Simon Haas: Und Nicky ist der Bildhauer. Der ganze Geist und die Haltung in der ganzen Arbeit kommen von ihm. Ich bin irgendwie der Typ von der Oberfläche. Es gibt tatsächlich ein Buch namens Oberflächen und Essenzen, und ich denke, das beschreibt uns gut: Ich bin die Oberfläche; Er ist die Essenz.

Nikolai Haas: Das Wichtigste an der Arbeit ist, dass Sie eine Ästhetik schaffen, um etwas zu vermitteln. Wir sprechen nur über die praktische Anwendung unserer Aufgaben - er macht Oberflächen, ich mache Skulpturen, wir arbeiten beide an Ästhetik und Farbwahl.

Aber das Fleisch der Arbeit ist eigentlich die Philosophie dahinter, und wir machen das alles komplett zusammen und es gibt keine Möglichkeit zu trennen, woher das kommt. Welches ist, wie es sein sollte.

Dan Howarth: Farbe ist offensichtlich der Schlüssel in Ihrer Arbeit. Wie kam es dazu?

Nikolai Haas: Sie sehen, die Vorderseite ist sehr schwarz und bräunlich und gold, dann ist die Keramik farbig. Als wir unser Projekt in Afrika machten, haben diese Frauen, mit denen wir zusammengearbeitet haben, unser Gehirn für Farbe gebrochen. Danach ist buchstäblich jede Farbe ein faires Spiel. Es gibt keine Palette, es geht nur darum, Dinge zusammenzusetzen.

Simon Haas: Menschen reagieren auf verschiedene Farben, je nachdem, wie sie sich gerade fühlen. Wir setzen uns mit einem rot-grün-blauen Farbwürfel hin und sagen beide "Ich mag diesen Bereich" und "Ich mag diesen Bereich", und wir verschmelzen sie miteinander.

Das ist die ganze Palette der Ausstellung - das ist es, was wir gerade fühlen, was wirklich cool ist. Ich liebe Lila. Ich glaube wirklich an Synästhesie. Das ist nicht musikalisch, aber es geht wirklich um ein Gefühl.

Dan Howarth: Was kommt als nächstes für die Haas-Brüder?

Simon Haas: Wir werden wahrscheinlich eine Weile in lila bleiben. Ich mag jetzt lila und gelb.

Nikolai Haas: Wir haben eine Show mit Marianne Boesky im September 2019 in New York. Ich denke, wir werden im Frieze London sein, nicht sicher, wahrscheinlich auch dieses Jahr in Hongkong.

Simon Haas: Mehr von diesem Zeug. Dies sind wirklich die ersten Stücke, die wir in dieser Sprache in diesem Set gemacht haben, also wird es noch viel mehr davon geben.

Nikolai Haas: Ich war von der Idee der Madonna besessen und davon, was das in der Gesellschaft eigentlich bedeutet und darstellt, und das untersuchen wir für unsere nächste Show.
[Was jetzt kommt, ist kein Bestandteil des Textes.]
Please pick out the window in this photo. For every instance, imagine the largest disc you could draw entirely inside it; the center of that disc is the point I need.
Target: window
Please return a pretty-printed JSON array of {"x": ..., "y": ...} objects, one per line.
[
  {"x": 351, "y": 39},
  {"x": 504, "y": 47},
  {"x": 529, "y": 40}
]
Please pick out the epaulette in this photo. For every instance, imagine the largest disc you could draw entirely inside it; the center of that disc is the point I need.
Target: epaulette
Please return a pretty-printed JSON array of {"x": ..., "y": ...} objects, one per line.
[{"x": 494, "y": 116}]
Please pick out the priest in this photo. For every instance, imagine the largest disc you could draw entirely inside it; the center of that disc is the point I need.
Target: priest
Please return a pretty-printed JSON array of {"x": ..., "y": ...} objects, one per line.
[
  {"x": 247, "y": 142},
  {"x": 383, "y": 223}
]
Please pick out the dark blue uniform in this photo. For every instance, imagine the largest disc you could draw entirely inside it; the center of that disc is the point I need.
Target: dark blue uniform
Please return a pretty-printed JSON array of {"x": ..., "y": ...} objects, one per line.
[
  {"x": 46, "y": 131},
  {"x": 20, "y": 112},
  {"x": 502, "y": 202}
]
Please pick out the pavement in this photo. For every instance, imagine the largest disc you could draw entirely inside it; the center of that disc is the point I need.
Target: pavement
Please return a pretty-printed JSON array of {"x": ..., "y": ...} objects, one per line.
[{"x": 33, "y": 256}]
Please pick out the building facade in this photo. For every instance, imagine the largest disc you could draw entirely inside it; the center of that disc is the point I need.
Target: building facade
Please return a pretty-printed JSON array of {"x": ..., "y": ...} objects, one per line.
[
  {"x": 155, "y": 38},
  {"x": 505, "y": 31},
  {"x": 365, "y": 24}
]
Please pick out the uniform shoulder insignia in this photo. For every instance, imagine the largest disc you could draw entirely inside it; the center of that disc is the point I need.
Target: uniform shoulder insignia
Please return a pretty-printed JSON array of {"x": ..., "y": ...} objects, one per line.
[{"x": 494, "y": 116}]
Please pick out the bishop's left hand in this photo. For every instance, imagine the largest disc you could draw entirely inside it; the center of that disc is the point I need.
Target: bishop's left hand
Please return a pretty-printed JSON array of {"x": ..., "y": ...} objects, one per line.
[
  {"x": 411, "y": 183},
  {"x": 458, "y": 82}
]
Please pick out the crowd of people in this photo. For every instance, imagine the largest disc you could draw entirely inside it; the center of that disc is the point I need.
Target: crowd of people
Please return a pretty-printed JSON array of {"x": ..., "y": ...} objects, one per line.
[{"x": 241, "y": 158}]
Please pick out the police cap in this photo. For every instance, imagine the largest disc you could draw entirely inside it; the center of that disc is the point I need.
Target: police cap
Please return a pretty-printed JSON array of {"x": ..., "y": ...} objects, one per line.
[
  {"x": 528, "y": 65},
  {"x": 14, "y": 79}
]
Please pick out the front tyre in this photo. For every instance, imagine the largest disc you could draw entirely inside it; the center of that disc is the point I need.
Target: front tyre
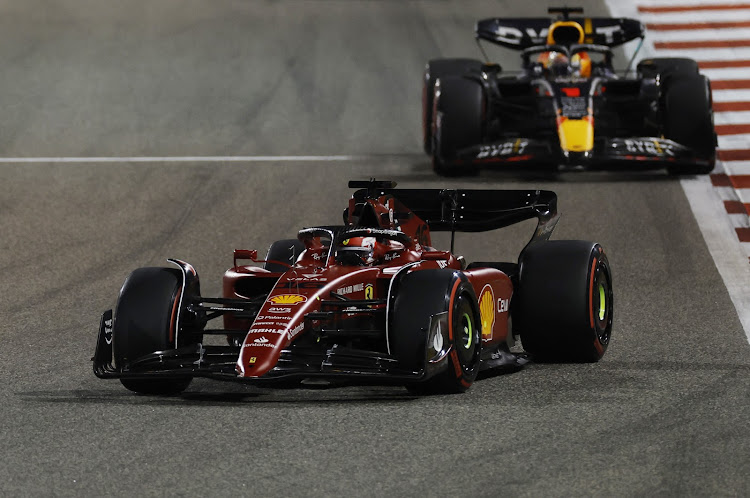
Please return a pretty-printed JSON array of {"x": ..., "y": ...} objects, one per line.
[
  {"x": 422, "y": 296},
  {"x": 564, "y": 306},
  {"x": 145, "y": 322},
  {"x": 689, "y": 121},
  {"x": 438, "y": 68},
  {"x": 458, "y": 121}
]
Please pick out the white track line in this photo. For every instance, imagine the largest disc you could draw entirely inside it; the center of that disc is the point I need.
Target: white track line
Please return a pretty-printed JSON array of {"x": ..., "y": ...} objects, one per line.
[
  {"x": 684, "y": 3},
  {"x": 734, "y": 142},
  {"x": 183, "y": 159},
  {"x": 736, "y": 117},
  {"x": 708, "y": 54},
  {"x": 727, "y": 73},
  {"x": 737, "y": 167},
  {"x": 729, "y": 255},
  {"x": 699, "y": 34},
  {"x": 731, "y": 95},
  {"x": 693, "y": 16}
]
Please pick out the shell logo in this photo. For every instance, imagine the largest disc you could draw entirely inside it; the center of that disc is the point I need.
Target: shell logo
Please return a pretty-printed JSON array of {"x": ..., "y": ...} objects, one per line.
[
  {"x": 487, "y": 311},
  {"x": 287, "y": 299}
]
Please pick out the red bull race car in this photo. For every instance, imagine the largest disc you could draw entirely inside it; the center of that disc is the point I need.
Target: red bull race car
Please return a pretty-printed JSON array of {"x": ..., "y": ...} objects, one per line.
[
  {"x": 369, "y": 301},
  {"x": 567, "y": 108}
]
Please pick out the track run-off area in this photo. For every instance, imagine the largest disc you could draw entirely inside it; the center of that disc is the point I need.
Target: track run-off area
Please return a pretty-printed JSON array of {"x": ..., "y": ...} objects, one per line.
[{"x": 184, "y": 128}]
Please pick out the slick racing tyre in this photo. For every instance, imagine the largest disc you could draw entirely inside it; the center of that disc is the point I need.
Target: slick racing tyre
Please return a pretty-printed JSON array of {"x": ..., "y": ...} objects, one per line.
[
  {"x": 564, "y": 305},
  {"x": 144, "y": 323},
  {"x": 420, "y": 296},
  {"x": 457, "y": 123},
  {"x": 667, "y": 66},
  {"x": 283, "y": 251},
  {"x": 435, "y": 69},
  {"x": 689, "y": 121}
]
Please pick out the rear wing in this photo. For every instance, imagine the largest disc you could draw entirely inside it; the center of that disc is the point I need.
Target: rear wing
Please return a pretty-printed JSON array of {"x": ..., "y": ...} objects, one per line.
[
  {"x": 458, "y": 210},
  {"x": 522, "y": 33}
]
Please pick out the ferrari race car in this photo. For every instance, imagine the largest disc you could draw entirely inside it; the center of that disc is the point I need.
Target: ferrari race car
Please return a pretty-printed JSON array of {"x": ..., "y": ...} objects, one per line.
[
  {"x": 567, "y": 108},
  {"x": 369, "y": 301}
]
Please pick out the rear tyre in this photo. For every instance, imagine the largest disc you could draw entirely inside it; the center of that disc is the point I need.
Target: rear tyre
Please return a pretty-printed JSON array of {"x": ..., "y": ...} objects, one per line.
[
  {"x": 421, "y": 295},
  {"x": 564, "y": 306},
  {"x": 435, "y": 69},
  {"x": 145, "y": 320},
  {"x": 457, "y": 123},
  {"x": 689, "y": 121},
  {"x": 284, "y": 251},
  {"x": 667, "y": 66}
]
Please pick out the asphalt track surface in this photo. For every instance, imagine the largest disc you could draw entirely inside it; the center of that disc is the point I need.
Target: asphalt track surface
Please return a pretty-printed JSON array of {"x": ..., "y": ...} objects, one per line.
[{"x": 665, "y": 413}]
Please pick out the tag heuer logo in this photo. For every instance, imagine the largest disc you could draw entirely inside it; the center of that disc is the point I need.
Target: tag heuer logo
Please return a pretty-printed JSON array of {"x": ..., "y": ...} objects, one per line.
[{"x": 287, "y": 299}]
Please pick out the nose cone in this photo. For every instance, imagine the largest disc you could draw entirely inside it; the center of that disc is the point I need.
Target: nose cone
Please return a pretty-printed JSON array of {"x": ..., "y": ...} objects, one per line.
[
  {"x": 280, "y": 319},
  {"x": 576, "y": 135}
]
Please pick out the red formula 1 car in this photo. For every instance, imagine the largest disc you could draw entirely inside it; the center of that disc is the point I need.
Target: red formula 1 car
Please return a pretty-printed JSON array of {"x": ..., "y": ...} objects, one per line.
[
  {"x": 369, "y": 301},
  {"x": 567, "y": 108}
]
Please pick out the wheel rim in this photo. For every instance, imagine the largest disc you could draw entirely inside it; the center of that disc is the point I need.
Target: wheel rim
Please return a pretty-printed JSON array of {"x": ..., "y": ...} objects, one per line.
[
  {"x": 602, "y": 304},
  {"x": 466, "y": 340},
  {"x": 467, "y": 330}
]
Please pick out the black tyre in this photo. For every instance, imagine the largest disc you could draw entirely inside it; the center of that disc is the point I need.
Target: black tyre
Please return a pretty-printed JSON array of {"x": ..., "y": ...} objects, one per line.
[
  {"x": 145, "y": 320},
  {"x": 457, "y": 123},
  {"x": 435, "y": 69},
  {"x": 688, "y": 116},
  {"x": 564, "y": 306},
  {"x": 431, "y": 292},
  {"x": 667, "y": 66},
  {"x": 284, "y": 251}
]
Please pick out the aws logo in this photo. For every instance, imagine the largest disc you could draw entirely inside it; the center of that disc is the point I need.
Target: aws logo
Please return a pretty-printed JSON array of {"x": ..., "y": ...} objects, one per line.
[
  {"x": 487, "y": 311},
  {"x": 287, "y": 299}
]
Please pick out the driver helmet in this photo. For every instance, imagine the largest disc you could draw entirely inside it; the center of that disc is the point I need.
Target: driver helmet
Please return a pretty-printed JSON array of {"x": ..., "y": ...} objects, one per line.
[
  {"x": 356, "y": 251},
  {"x": 581, "y": 63},
  {"x": 559, "y": 64}
]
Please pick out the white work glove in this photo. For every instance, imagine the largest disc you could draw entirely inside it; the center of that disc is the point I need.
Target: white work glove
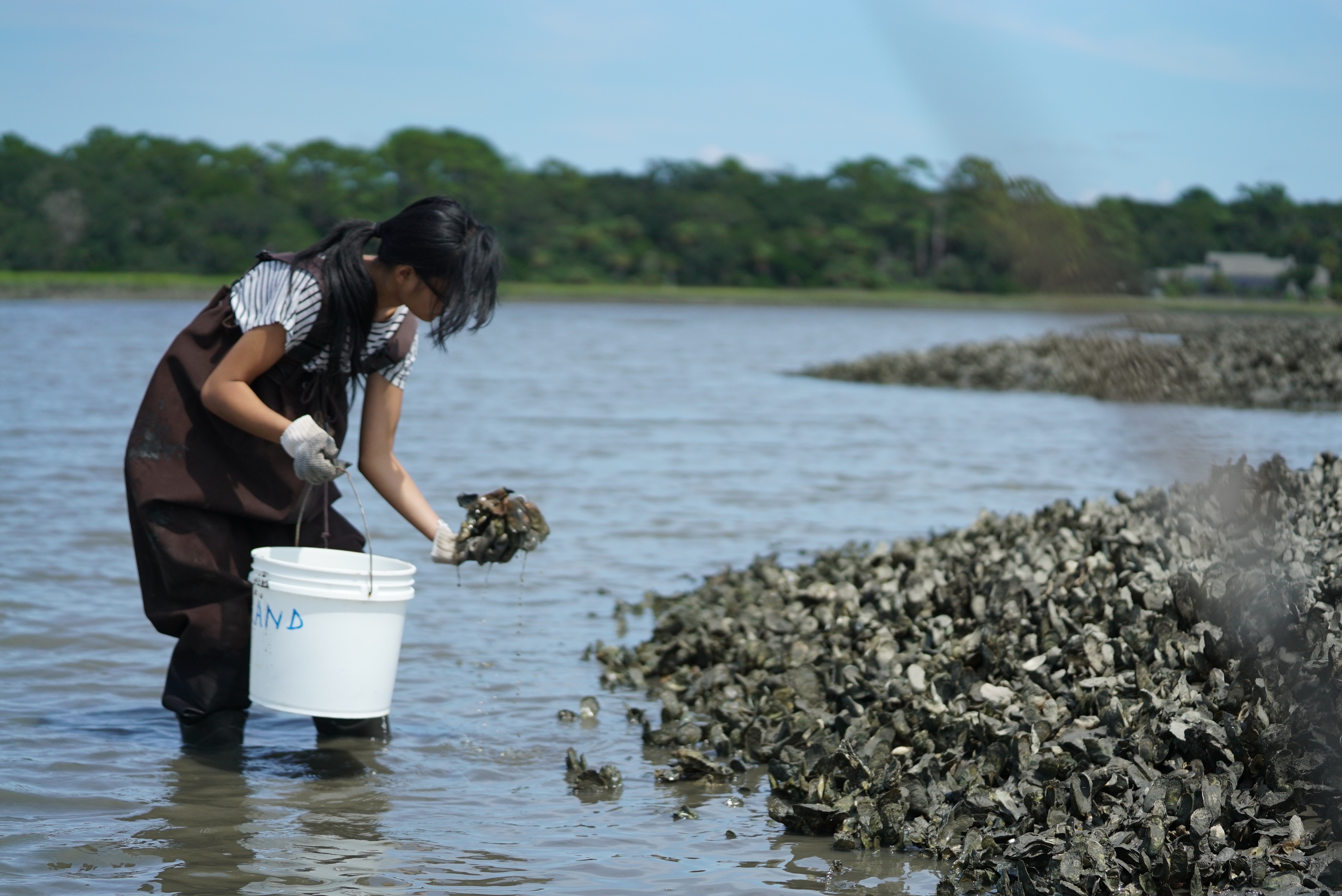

Ich kann dir noch nicht genau sagen, was das bedeutet, weil wir es immer noch herausfinden. Aber wie alte Fruchtbarkeitsgöttinnen.

Dan Howarth: Und bei größerem Maßstab bleiben Sie?

Simon Haas: Wir mögen es groß.

Nikolai Haas: Es ist alles privat, aber wir machen viel größere Dinge. Irgendwann in der Zukunft werden wir eine groß angelegte Skulpturenausstellung machen. Wir können noch nicht darüber reden, aber es wird verdammt cool.